A quiet, withdrawn computer nerd, Snowden was inspired not by some fanatical, divinely ordained, violence-relishing movement, but by his conservative belief in the American Constitution (especially the Fourth Amendment). Public debate, informed by previously hidden facts and a government responsive to the will of its people were, he said, what drove him to leak super sensitive documents. In consequence, elaborate plans were ruined, untold treasure was lost and the perfidy of Washington was exposed. But no lives were ended — at least, not yet.

Snowden acted in the tradition of past big-time leakers, Daniel Ellsberg and Bradley Manning — men who saw our government behaving badly (or, more exactly, not in accord with their opinions). They acted without the guidance of some dominating figure — except maybe Thomas Jefferson. Ellsworth and Snowden’s work has been abetted by major organs of the media. Manning is standing trial with support only from dissident media outlets although much of the press has put his Wikileaks to use on page one. The initiatives of the three men has/will change the course of government policies

Now for a moment, let me jump to the other side of the barricades to present the perspective of the loyal and diligent public servant — as I once was. In my time in the State Department, it became almost impossible during a crisis to plan and to communicate under the constant threat that your cables of instructions to the field or memos of recommendations to superior officers would appear the next day on page one of the Washington Post.

If the foreign “foe” knows what you are up to, it becomes unlikely that your maneuver has much chance of succeeding. And your foreign friends will be dismayed by the lax handling of sensitive data. Foreign officials sometime succumb to the temptations of diplomats or bribes of intelligence agents to spill their beans; Americans are led to betray secrets by convictions and strong egos.

The leaker is not, of course, the only solitary saboteur of policy. Violence is a more dramatic device for grabbing the public’s attention and affecting policy. The most recent incident of that variety was the Boston massacre in which two brothers, unhappy in their lives in the United States and weakly inspired by anti-Russian terror gangs in their home country, taught themselves how to manufacture bombs, planned where to plant them and envisioned more of the same — all by themselves. No terror cell, apparently, stood behind them to guide and help.

Aggrieved youth, acting alone — or virtually so — have also seized headlines with acts of violence in England, France and Afghanistan.

This is not to say that groups like al Qaeda don’t count; they do. It does mean that the task of preventing or blocking terror plots has become infinitely more difficult.
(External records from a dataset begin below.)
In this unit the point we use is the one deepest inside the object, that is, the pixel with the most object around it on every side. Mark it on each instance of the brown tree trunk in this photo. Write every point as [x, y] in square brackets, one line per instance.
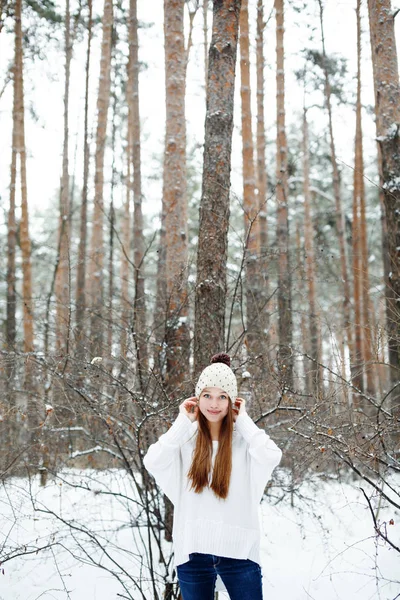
[139, 304]
[262, 182]
[205, 41]
[111, 249]
[96, 259]
[387, 109]
[250, 199]
[62, 288]
[24, 228]
[339, 210]
[362, 314]
[126, 242]
[175, 198]
[284, 277]
[210, 298]
[314, 332]
[80, 337]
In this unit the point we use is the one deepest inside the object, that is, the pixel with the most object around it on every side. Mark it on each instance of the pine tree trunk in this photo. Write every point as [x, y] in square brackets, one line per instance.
[387, 109]
[80, 338]
[284, 276]
[175, 199]
[210, 298]
[11, 322]
[126, 243]
[339, 210]
[314, 332]
[250, 199]
[111, 247]
[139, 305]
[205, 41]
[63, 272]
[262, 181]
[96, 262]
[362, 317]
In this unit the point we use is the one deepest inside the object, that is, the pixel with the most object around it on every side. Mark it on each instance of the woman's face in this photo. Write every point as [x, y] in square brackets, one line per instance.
[213, 403]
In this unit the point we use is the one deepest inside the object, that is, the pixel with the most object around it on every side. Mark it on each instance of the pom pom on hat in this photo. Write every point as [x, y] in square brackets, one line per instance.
[218, 374]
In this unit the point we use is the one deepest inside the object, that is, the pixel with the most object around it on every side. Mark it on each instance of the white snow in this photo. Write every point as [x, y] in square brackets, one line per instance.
[321, 548]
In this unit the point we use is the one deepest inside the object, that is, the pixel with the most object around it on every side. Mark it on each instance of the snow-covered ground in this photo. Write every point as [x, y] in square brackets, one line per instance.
[322, 548]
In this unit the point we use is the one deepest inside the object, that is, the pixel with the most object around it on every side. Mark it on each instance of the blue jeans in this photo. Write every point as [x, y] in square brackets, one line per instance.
[242, 577]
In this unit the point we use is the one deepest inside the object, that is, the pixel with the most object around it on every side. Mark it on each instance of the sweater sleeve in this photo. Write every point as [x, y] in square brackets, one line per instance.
[163, 460]
[264, 453]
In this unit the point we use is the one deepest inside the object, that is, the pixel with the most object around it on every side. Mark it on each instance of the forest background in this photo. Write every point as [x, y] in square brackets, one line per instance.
[135, 244]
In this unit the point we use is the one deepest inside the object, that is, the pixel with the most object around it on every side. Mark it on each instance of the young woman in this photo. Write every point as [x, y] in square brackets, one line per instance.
[213, 464]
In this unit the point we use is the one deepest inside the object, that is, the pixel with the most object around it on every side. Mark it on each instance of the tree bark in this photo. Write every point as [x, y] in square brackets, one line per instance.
[62, 287]
[314, 331]
[262, 181]
[339, 210]
[80, 337]
[175, 198]
[96, 262]
[139, 303]
[284, 277]
[250, 199]
[210, 298]
[387, 109]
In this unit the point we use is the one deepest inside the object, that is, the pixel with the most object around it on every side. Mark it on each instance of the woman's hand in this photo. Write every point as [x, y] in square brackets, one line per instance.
[239, 408]
[189, 407]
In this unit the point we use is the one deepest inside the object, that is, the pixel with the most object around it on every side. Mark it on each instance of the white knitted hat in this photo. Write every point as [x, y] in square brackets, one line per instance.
[218, 374]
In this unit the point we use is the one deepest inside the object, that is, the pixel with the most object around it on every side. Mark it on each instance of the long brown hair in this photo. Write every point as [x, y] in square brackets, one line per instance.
[200, 469]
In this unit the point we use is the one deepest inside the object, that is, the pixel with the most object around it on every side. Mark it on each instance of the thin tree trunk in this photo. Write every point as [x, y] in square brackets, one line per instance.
[387, 109]
[205, 42]
[63, 272]
[175, 198]
[139, 304]
[250, 199]
[262, 181]
[111, 253]
[210, 298]
[126, 243]
[80, 336]
[339, 210]
[96, 262]
[314, 333]
[11, 322]
[284, 276]
[363, 354]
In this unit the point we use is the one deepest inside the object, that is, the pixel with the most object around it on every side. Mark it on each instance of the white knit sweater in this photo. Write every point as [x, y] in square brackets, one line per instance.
[203, 522]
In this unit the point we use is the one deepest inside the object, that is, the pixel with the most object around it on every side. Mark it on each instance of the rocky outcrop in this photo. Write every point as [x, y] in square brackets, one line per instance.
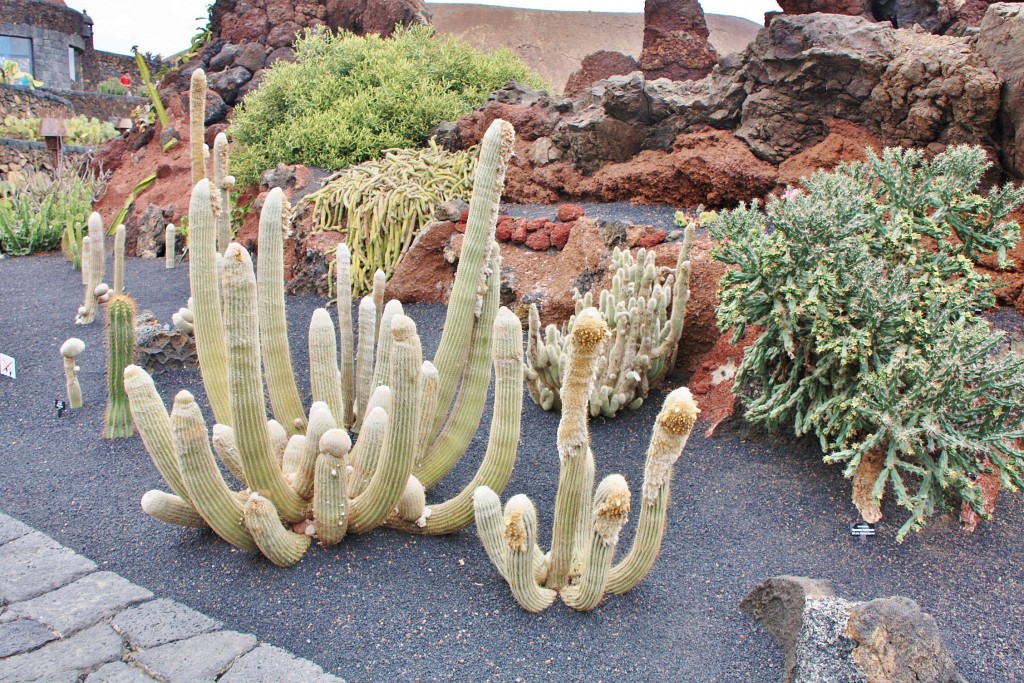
[675, 41]
[1001, 45]
[826, 638]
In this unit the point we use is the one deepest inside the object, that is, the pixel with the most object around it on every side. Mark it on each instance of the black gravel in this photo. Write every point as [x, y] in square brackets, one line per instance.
[390, 606]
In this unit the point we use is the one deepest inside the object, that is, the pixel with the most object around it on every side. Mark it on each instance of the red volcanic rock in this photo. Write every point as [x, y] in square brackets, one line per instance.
[675, 41]
[560, 235]
[598, 67]
[569, 212]
[539, 241]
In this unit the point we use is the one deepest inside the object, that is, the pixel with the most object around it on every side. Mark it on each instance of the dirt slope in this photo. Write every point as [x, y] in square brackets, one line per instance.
[554, 42]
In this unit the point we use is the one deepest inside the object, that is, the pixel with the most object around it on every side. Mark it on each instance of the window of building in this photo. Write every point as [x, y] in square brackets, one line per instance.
[17, 49]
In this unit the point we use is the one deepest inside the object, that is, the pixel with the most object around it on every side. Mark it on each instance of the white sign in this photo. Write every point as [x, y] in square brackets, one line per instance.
[7, 367]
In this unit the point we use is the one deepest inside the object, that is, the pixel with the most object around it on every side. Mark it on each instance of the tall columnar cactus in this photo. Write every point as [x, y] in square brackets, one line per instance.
[197, 123]
[119, 260]
[645, 310]
[71, 350]
[121, 353]
[281, 385]
[587, 525]
[87, 311]
[170, 232]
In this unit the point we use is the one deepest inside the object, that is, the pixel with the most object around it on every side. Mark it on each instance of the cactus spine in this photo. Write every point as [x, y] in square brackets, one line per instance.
[272, 325]
[587, 527]
[119, 260]
[121, 353]
[87, 311]
[71, 350]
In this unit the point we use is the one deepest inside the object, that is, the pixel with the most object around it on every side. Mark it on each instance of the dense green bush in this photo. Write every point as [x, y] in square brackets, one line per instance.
[347, 97]
[40, 212]
[864, 287]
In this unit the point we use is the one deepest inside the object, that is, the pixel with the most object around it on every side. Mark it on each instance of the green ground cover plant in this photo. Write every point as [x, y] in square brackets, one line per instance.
[864, 286]
[346, 98]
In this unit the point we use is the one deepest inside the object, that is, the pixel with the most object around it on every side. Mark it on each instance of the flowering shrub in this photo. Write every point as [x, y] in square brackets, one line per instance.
[864, 285]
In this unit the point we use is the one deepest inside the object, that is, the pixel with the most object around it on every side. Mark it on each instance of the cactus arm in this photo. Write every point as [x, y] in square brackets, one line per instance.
[197, 122]
[282, 546]
[121, 353]
[371, 507]
[346, 337]
[576, 478]
[171, 510]
[330, 495]
[209, 325]
[281, 385]
[496, 150]
[365, 359]
[170, 232]
[464, 420]
[324, 376]
[672, 429]
[207, 491]
[520, 541]
[503, 441]
[611, 507]
[258, 462]
[119, 260]
[71, 349]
Spending upwards of $80 billion on a multitude of intelligence agencies — as the United States does — seems to be aiming at — and missing — the solitary, determined actor. We worry and pontificate about Islamic terrorists; we should spare a wrinkle on our collective brow for the aggrieved and alienated loner.

If we put into the same basket of “terrorists” those distraught gunners who have ended more American lives in recent years than certified terrorists, we would have quite a different problem. The killing of innocents in Newtown, Santa Monica and Colorado were, I submit, acts of terror. We also need to pay attention to lonely guys like those gunners who are increasingly disrupting our lives. Early background checks might help identify those gunners.

Henry Precht is a retired Foreign Service Officer.